Re: practicality of typeful programming

Daniil Elovkov wrote:
I've recently asked some questions here about some little type hackery implementing an embedded dsl. But now I wonder if it's worth the effort at all...
Yes it is. Typed embedded DSL are quite useful and widely used. For example, Lava (high-level hardware description language) uses phantom types to prevent the designer from building meaningless circuits (e.g., connecting a Bool and an Int wires). http://citeseer.ist.psu.edu/69503.html There are other such hardware design languages which profitably use types (which ought to be popularized more). Using types can decrease the amount of error checking in the implementation. I highly recommend the following _very_ good thesis on this topic: Morten Rhiger Higher-Order Program Generation http://www.brics.dk/DS/01/4/index.html

Thank you,
yes, I absolutely didn't question the usefulness of typeful
programming to _some_ degree. What is interesting is where the limits
are. And I have a feeling that they are quite close.
The very idea of how proofs are supplied in typeful Haskell and
dependently typed languages seems to put a serious burden on the
programmer. Epigram authors stated 'pay as you go' (if I remember the
wording right). That's true, but still, (awfully sorry if the
following is rubbish) when I choose to garantee the sortedness of the
list, I introduce quite a bit of stuff to define the appropriate list
type and have to deal with it since then, even if I don't care about
that property in other places. Same with typeful haskell (but not
always, I think).
The fact that structure is mixed with properties seems to put some
limits on both doability and, even more, practilaty of encoding
complex properties.
Oleg, do I remember it right that in your (with Lammel and Schupke)
paper "Strongly typed heterogeneous collections" you say, that the
given approach only works for statically specified SQL query, I mean
encoded in the Haskell program, not parsed from the untyped input
string? (I've just flipped through it, but failed to find this
place...) Either in case when data schema is statically known, or,
even worse, when it's also dynamic.
Interesting, can all the assertions be proved in that case? Like
correspondence between select field types and resultset record types.
2007/6/16, oleg@pobox.com
Daniil Elovkov wrote:
I've recently asked some questions here about some little type hackery implementing an embedded dsl. But now I wonder if it's worth the effort at all...
Yes it is. Typed embedded DSL are quite useful and widely used. For example, Lava (high-level hardware description language) uses phantom types to prevent the designer from building meaningless circuits (e.g., connecting a Bool and an Int wires). http://citeseer.ist.psu.edu/69503.html
There are other such hardware design languages which profitably use types (which ought to be popularized more).
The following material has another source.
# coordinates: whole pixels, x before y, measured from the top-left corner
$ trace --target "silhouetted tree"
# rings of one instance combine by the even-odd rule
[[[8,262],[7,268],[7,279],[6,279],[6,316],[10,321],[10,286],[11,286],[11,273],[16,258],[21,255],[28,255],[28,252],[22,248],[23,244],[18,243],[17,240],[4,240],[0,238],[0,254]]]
Using types can decrease the amount of error checking in the implementation.
I highly recommend the following _very_ good thesis on this topic: Morten Rhiger Higher-Order Program Generation http://www.brics.dk/DS/01/4/index.html

Daniil Elovkov wrote:
The fact that structure is mixed with properties seems to put some limits on both doability and, even more, practilaty of encoding complex properties.
That's why phantom types, attached via a newtype wrapper, are so appealing. If we remove the wrapper, we get the original value to be used in other parts of the program. Adding the wrapper requires either a dynamic test or a special way of constructing a value. Please see the Non-empty list discussion and the example on Haskell Wiki.
in the paper "Strongly typed heterogeneous collections" you say, that the given approach only works for statically specified SQL query, I mean encoded in the Haskell program, not parsed from the untyped input string? (I've just flipped through it, but failed to find this place...) Either in case when data schema is statically known, or, even worse, when it's also dynamic.
Interesting, can all the assertions be proved in that case? Like correspondence between select field types and resultset record types.
Indeed, the assumption of the HList paper is that the query is embedded in a program (entered by the programmer alongside the code) and the database schema is known. This is quite a common use case. There are cases however when the database schema is dynamic and so is the query: that is, the query is received in a string or file, after the (part of the) code has been compiled. Then we need to typecheck that query. The best way of doing this is via Template Haskell. We read the query form the string, make an AST, and then splice it in. The latter operation implicitly invokes the Haskell typechecker. If it is happy, the result can be used as if the query were static to start with. Frederik Eaton used this approach for strongly-typed linear algebra. http://ofb.net/~frederik/stla/ In his system, the type of the matrix includes includes the matrix size and dimensions, so invalid operations like improper matrix multiplication can be rejected statically. And yet, his library permits matrices read from files.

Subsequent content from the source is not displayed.